Sick Heart: A Dark MMA Fighter Romance
Maart laughs and looks to me. “Did you know this?”
“She told me last month.”
Maart considers this for a moment, his eyes narrowing down into slits, but he’s not looking at me when this happens. Or Anya. So he’s thinking about something other than us. But that expression disappears when he sits down next to her, reaches over her—letting his bare arm brush against her bare leg—and picks up a piece of dried guava. “Sit down, Cort. Stop overthinking shit.”
I draw in a deep breath and hold it for a second. He’s definitely up to something. Because it’s not me overthinking anything right now. It’s him.
Maart’s dark brown eyes pierce mine, dragging this moment out for so long it becomes intimate. “Come on,” he finally says, his voice soft now. And this breaks the awkwardness. “What are you waiting for, Cort? We got shit to celebrate.” He holds up the bright blue bottle of Lectra. “Let’s get fucked up.”
I hate this. I love this. I hate this. I love this.
These two things cannot be reconciled. Ever. And tonight just proves it.
Because Maart isn’t just any man. He is my best friend. Sometimes, he’s more than that. He is my secret weapon and my greatest weakness.

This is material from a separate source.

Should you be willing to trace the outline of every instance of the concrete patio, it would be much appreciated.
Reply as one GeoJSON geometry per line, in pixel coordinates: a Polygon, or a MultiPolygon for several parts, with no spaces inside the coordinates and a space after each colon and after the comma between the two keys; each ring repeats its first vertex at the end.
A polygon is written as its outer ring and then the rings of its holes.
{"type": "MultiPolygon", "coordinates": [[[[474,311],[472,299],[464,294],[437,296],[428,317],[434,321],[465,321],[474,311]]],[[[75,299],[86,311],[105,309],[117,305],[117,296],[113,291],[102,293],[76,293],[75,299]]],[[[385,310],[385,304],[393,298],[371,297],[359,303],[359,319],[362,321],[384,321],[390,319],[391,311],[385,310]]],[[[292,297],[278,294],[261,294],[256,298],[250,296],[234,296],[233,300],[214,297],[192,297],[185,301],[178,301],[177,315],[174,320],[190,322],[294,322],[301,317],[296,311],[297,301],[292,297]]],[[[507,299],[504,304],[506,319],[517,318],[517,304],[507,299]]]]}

And Anya isn’t just a girl. She is a pretty girl. She is our girl. But she is more than just a pretty girl who is ours. She is a reward.
For a job well done. For a fight hard fought. And, whether I really want to admit this or not, she is my prize for walking away. For bowing to Udulf. For accepting his reality as mine. For giving in.
And that, I realize, is not how I want to win.
That is not the way of the warrior.
But it’s far too late to do anything about it now.
So I take that bottle from Maart.
And I get fucked up.
CHAPTER TWENTY-SEVEN - ANYA
I know Maart fairly well now. We’ve spent the last month training together, one on one, every single night. He’s had his hands all over my body while we grappled on the mat. And even though his touch never felt intimate or made my stomach queasy, now, when he brushes his arm across my leg to grab a piece of dried fruit, it is intimate and my stomach does something weird.
I don’t remember much about the first night we were all together. I just know it felt good. And I was very drunk. It wasn’t anything I relived in my head. I didn’t play it all back, going from moment to moment.
Some of that is because I wouldn’t be able to track those moments. I think I skipped most of them while it was happening.
But right now, time is not skipping. Time is long, and slow, and… I don’t know. Maart’s attention is somehow different. And I haven’t even taken a sip of Lectra yet.
“Here,” Maart says, putting the bottle of Lectra in my lap. “Ladies first. Drink up.”
If I want to curtail what’s about to happen, now would be the time to put a stop to it.
But I don’t. So I drink. I take a long sip and Cort laughs, pulling the bottle away from my lips before I’m even done. “Slow down, killer.” I love his laugh. He’s been stressed this entire time. From the moment we got here he’s been caught in some web of worry. But now he’s different. He’s calm and happy.
So even though I know that tomorrow is my last day with this man, I don’t let that worry touch me. I don’t let reality chase away our one night of dreams.
He drinks too, then wipes the sticky blue liquid from his lips and passes the bottle to Maart. They catch each other’s gaze for a moment. Hold it.
And I want to know all the silent words passing between them in this moment.
Is it I love you? Probably. But it’s also Thank you. And We did it. And, when both of them suddenly look at me, it’s She’s pretty.
I blush.
“Stop reading minds”—Maart laughs—“and drink.”
I do. I drink. We all drink. We nibble on the sugared-up dried fruit, and then, suddenly, Cort is feeding me chocolate and I’m sucking on his fingers as I stare into those steel-gray eyes of his. Get lost in them. I know this is the drink catching up with me, but I don’t care.
Maart is laughing, telling some story about their childhood. Some memory of a long time ago when it was just the two of them against the world and a girl called Anya maybe didn’t even exist yet.
We lie back on the blanket—me in the middle, them on either side—and look up at the deep dark above our heads and marvel at the vast emptiness dotted with pin-pricks of light.
Our hands are wandering. Not doing anything sexual, not really. We’re just touching each other the way you are compelled to do when you’re on the Lectra. A fingertip across my upper thigh. A thumb caressing lazy circles on my cheek. My hand on Cort’s scratchy face as he hovers over me. Kisses me.